Interestingly, the very last sentence of the [reference](https://docs.scipy.org/doc/scipy/reference/stats.html) for the `scipy.stats` module reads:
> For many more stat related functions install the software R and the interface package rpy.

# Solving ordinary differential equations

The `scipy.integrate` module contains various integration and ODE solution routines.

Here is an example of solving the differential equation for the Solow growth model:
$$\dot{k} = s f(k) - (n+\delta)k$$

In [None]:
n = 0.02
delta = 0.05
s = 0.2
A = 1
alpha = 0.3
k0 = 2
Tmax = 150
t = np.arange(0,Tmax,0.1)

def f(k,TFP,al):
    return TFP*k**al
def rhs(k,t,s,n,delta,A,alpha):
       return s*f(k,A,alpha)-(n+delta)*k
k = sp.integrate.odeint(rhs,k0,t,args = (s,n,delta,A,alpha))

plt.plot(t,k)
plt.xlabel(r'$t$',fontsize = 15)
plt.ylabel(r'$k$',fontsize = 15)
plt.show()

# Optimization and root finding

The `scipy.optimize` module contains routines for optimization and root finding (i.e. solving nonlinear equations). 

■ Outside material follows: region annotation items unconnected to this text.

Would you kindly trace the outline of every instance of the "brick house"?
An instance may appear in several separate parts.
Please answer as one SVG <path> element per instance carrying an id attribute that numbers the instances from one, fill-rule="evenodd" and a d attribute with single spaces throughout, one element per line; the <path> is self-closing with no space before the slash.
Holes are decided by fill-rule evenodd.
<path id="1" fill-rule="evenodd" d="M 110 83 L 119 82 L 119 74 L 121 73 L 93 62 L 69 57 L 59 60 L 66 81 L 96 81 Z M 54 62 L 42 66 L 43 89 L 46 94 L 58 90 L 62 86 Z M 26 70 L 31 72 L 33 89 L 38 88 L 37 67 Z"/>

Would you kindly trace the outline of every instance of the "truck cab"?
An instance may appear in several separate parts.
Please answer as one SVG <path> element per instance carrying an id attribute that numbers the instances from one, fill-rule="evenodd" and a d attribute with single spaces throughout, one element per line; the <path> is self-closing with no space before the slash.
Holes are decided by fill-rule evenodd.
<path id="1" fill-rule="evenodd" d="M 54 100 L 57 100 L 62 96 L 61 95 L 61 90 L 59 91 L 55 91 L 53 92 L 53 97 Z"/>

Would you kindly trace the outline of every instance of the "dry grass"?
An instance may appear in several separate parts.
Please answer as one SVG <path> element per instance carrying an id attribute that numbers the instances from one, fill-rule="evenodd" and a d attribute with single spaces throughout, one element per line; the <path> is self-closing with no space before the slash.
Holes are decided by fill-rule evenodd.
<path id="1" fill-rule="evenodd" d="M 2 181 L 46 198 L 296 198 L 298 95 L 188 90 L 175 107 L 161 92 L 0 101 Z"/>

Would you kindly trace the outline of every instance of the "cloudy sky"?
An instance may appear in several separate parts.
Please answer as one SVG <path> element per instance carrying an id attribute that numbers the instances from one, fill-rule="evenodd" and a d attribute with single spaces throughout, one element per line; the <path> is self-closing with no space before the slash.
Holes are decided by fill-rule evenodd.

As an illustration, notice that the path for capital per capita in the previous Solow model example tends to an equilibrium value and let us compute this steady state numerically.

We shall do so by using the `brentq` function which
> uses the classic Brent’s method to find a zero of the function f on the sign changing interval [a , b]. 

In [None]:
a = 0.0001
b = np.max(k)*100
kstar = sp.optimize.brentq(rhs,a,b,args=(t,s,n,delta,A,alpha))

In [None]:
plt.plot(t,k,color = 'g')
plt.axhline(y=kstar,color='k',linewidth = 2)
plt.text(np.max(t)-2,kstar-0.3,r'$k^{*}$',fontsize=15)
plt.ylim(np.min(k)-0.5,np.max(k)+0.5)
plt.xlabel(r'$t$',fontsize = 15)
plt.ylabel(r'$k$',fontsize = 15)
plt.show()

# Linear programming

The linear programming (LP) problem has the general form 
$$\min_{x} c \cdot x$$
s.t.
$$A_{ub} x \leq b_{ub}$$
$$A_{eq} x = b_{eq}$$
and, in some formulations, explicitly contains the additional constraints
$$lb \leq x \leq ub.$$

Here $c,x \in \mathbb{R}^n$, $A_{ub}\in \mathbb{R}^{m \times n}$, $b_{ub}\in \mathbb{R}^m$, $A_{eq}\in \mathbb{R}^{k \times n}$ and $b_{eq}\in \mathbb{R}^k$.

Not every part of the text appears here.